C'è uno spiffero e poi una voragine. Un ordine, un disordine e poi un miracoloso assestamento. Un mondo, una città, una piazza come una casa prima durante e dopo la festa.
C'è una furia senza ferocia, una serenità cupa eppure formidabile. Cielo e terra, mattoni, picconi. Bianco e nero. Carlo Orsi.
Vedo un autentico reportage. Autentico perché non disturbato da finzione alcuna.
Semplicemente, talento fotografico per registrare ciò che è. Che è stato, visto oggi.
Ed è un viaggio possibile e diverso sempre. Diversissimo nei bilanci di chi vede oppure vide.
Allora, all'epoca dei fatti - come si dice - fu soprattutto una gioia. Quella che stava e ancora
resiste nelle fotografie.
La gioia di chi quello spiffero aprì e di Carlo che scattava.
Il Muro infranto, spaccato, disossato e divorato durante un banchetto in calendario da anni.
Per qualcuno da una vita, da sempre. Una barriera da rimuovere comporta gesti liberatori in ogni caso. Quella lì, poi, figurati. Il Muro per Il Gesto, Il Segno. Tempo ed Epoca. Storia.
I posto per ogni cosa, il sorriso del soldato che vede, finalmente oltre, ad altezza propria, d'occhio; l'epica di un piccone nel cielo e la gente scomposta per sguardi, mani, gambe.
Chi c'era e per sempre sarà stato, ricorderà. Protagonisti a vario titolo, compreso quello che aveva portato Carlo sin lassù, mollando le gambe lunghissime di una modella, di altre inquadrature, le sue, per andar dietro a un desiderio, a un altro istinto fotografico che pure resiste nella sua anima da randagio. Bisognava dare un colpo, esserci, smontare il mostro, scardinare i pezzi del Lego. Scatti come martellate. Con un ritmo che è scientifico, perfetto,
caratteristico e naturale.
Fu una botta di vita, ecco. Una botta di vita memorabile.
E l'aria fredda, secca di Berlino arriva qui, ancora, dalle inquadrature, passa sugli zigomi e vola via con il suo profumo di un natale fuori quota, fuori programma. Fotografie come vecchie scatole spalancate. Persino una musica, ecco, una tromba nella notte, un fiato lontano e notturno.
Questo ritorna ora, mischiato ad altro, ai giorni, agli anni, ad una consapevolezza che nulla ha a che fare con le immagini per ciò che mostrano ma che molto ha a che fare con le immagini per ciò che producono adesso.

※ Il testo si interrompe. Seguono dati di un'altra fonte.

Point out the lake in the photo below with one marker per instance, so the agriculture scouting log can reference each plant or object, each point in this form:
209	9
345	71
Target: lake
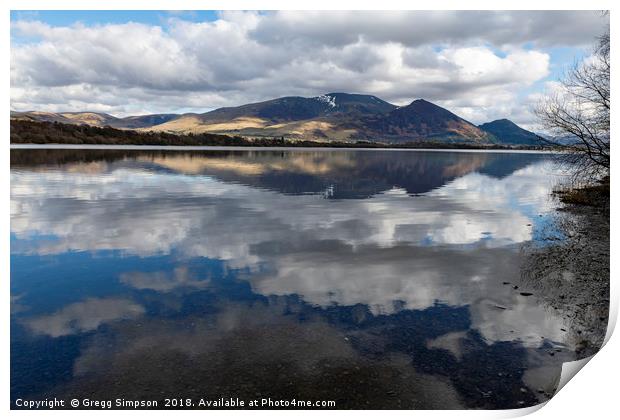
374	279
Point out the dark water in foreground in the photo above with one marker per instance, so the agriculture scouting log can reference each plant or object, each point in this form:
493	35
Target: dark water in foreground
379	279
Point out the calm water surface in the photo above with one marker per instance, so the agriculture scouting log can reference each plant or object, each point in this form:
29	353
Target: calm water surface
380	279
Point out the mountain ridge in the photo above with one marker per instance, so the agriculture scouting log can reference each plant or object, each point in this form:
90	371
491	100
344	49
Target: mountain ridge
336	116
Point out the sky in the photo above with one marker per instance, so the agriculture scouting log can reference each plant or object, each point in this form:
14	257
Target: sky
481	65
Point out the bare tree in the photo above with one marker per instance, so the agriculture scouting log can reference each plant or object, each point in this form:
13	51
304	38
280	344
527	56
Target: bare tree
577	114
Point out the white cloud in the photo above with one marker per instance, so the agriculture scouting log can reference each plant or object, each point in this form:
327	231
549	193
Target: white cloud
473	62
84	316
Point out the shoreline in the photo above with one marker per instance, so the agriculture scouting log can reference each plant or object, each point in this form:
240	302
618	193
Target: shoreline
70	146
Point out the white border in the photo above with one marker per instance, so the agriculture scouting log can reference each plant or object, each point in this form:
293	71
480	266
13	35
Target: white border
592	394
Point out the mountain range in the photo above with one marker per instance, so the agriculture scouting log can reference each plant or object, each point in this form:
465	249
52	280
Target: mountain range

Un rimpianto, per cominciare e finire qui, qualunquista e amaro, al cospetto di questa piazza sterminata che vedo, così ampia e spoglia da star male. Un abisso di libertà che ha dentro troppo vuoto, che di un palo, di un mattone, almeno uno, uno soltanto, ha bisogno e nostalgia.
Come una guerra immaginata da chi non ha combattuto, sprovvista dell'orrore, del dolore, così un muro, Il Muro, si ricompone nell'egoismo, nella disperazione da libertà in overdose. Perché anche un frammento di Muro diventa, diventerebbe un lembo di velluto al quale aggrapparsi per trattenere il tramonto di un sogno, di una fortissima utopia.
Di questo, pure, tengo conto misurando la gratitudine che ho per Carlo Orsi. Fotografie per una stranissima, contraddittoria meraviglia.